Jeździec z koniem w idealnej...
Piękna w kształcie u żłobu w stajni
Obok swawolny młodzik do życia się pali
Blask w pełni życia w źrenic spojrzeniu
Kocham to zwierze, ono memu
przeznaczeniu
Zapach stajni z nozdrza pary kłęby
Chrzęst popręgów zakładanie uzdy
Zapach siodła, swawolne źrebię
To maestria, to śniadanie o gorącym
chlebie
Cwałem po łąkach ku wzgórzu zmierzamy
Obejmuję w siodle cudowny świat cały
Jeździec z koniem w idealnej harmonii
Świst w uszach tylko wiatr nas goni
W dali na wzgórzu sylwetka z warkoczem
Na czarnym mustangu, co wiatr wyskoczy
Pędzi ku wichrom, ku naszym spotkaniu
Dziewczę w siodle, spotkanie w raju
Pieśń na mych ustach, wysyłam w
przestworze
Słowa płyną miłością jak łódź na
jeziorze
Spotkanie z miłą i zwierząt mocno
przeżywam
Oczu od mej luby i koni nie odrywam
Mój wzrok jak nocne niebo rozświetlony
Wspomnienia piękna ja już nie młody
Dziś stoję na wzgórzu, w dole lśni woda
wspominam, kochałem, ja i ty byłaś młoda
Pajęczyna, stare lustro w nim moje oczy
W ciszy rżenie i jej słowo się toczy
Stajnia, żłób pusty, zaglądam tu czasami
Dziś mówimy do siebie, oczyma, sercami
Autor:slonzok-knipser
Bolesław Zaja
Komentarze (9)
Bolesławie chylę czoła
romantycznie, barwnie i bardzo
ciepło o koniach
Miła to dla mnie niespodzianka- tyle chwalebnych
ciepłych wpisów -dziękuję
Wiersz wyróżnia się swoją
innością,autentycznością,jest obrazowy i ekspresyjny:)
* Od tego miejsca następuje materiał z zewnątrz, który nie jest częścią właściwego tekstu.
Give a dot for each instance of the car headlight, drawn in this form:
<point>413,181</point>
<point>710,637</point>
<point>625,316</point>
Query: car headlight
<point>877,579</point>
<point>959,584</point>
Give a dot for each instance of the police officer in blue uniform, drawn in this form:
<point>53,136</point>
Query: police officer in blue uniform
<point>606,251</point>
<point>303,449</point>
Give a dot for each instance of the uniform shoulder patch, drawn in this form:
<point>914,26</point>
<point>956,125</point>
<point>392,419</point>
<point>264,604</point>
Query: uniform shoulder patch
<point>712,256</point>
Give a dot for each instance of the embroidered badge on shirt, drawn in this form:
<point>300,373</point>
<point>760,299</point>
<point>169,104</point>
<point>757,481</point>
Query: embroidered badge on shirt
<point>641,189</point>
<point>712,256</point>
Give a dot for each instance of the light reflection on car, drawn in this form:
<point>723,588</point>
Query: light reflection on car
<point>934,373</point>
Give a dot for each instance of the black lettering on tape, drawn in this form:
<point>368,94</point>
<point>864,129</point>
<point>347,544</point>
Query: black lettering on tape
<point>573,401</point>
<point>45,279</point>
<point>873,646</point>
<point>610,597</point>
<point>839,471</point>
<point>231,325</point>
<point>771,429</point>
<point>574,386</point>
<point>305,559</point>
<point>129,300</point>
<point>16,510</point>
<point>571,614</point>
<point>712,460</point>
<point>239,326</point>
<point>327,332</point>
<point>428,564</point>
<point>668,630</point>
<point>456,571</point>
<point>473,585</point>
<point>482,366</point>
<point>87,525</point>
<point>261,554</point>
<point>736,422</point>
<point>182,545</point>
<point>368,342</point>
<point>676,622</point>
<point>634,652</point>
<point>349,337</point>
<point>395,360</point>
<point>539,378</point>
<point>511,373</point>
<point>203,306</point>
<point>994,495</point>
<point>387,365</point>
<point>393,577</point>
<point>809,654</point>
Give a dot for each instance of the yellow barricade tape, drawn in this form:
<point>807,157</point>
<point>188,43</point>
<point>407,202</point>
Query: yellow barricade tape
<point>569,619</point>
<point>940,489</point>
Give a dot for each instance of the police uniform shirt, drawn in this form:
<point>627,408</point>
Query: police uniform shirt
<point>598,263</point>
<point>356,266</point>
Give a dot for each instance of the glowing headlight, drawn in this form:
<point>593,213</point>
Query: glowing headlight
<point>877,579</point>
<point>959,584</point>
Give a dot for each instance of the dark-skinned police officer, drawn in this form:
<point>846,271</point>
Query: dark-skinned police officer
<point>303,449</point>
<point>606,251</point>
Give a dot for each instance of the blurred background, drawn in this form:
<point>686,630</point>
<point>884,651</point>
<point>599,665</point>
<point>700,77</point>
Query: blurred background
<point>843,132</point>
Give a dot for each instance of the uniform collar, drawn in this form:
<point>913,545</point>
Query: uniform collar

Może forma leciutko kuleje,ale przecież nikt z nas nie
jest doskonały:)Życzę lekkiej weny.E.
romantycznie i to bardzo :-)
Jak kochają się koniki to pięknie - a jeszcze jak
ludzie... to już nic więcej nie trzeba. A miłość Twoja
do zwierząt...jest na pewno jak gorący
chleb...Pozdrawiam.
Obraz malowany słowem...pozdrawiam;)
Pięknie malujesz słowem. KONIE - dziękuję, wróciłam do
wspomnień z dzieciństwa. Cieplutko pozdrawiam
witaj,podoba się i jest napisany piękną
polszczyzną,ukłony
Podoba mi sie, chociaż wygląda trochę jak scena ze
starego romansu. Ostatnia... wprowadza w ...
melancholię. Często też wspominam... Miłego...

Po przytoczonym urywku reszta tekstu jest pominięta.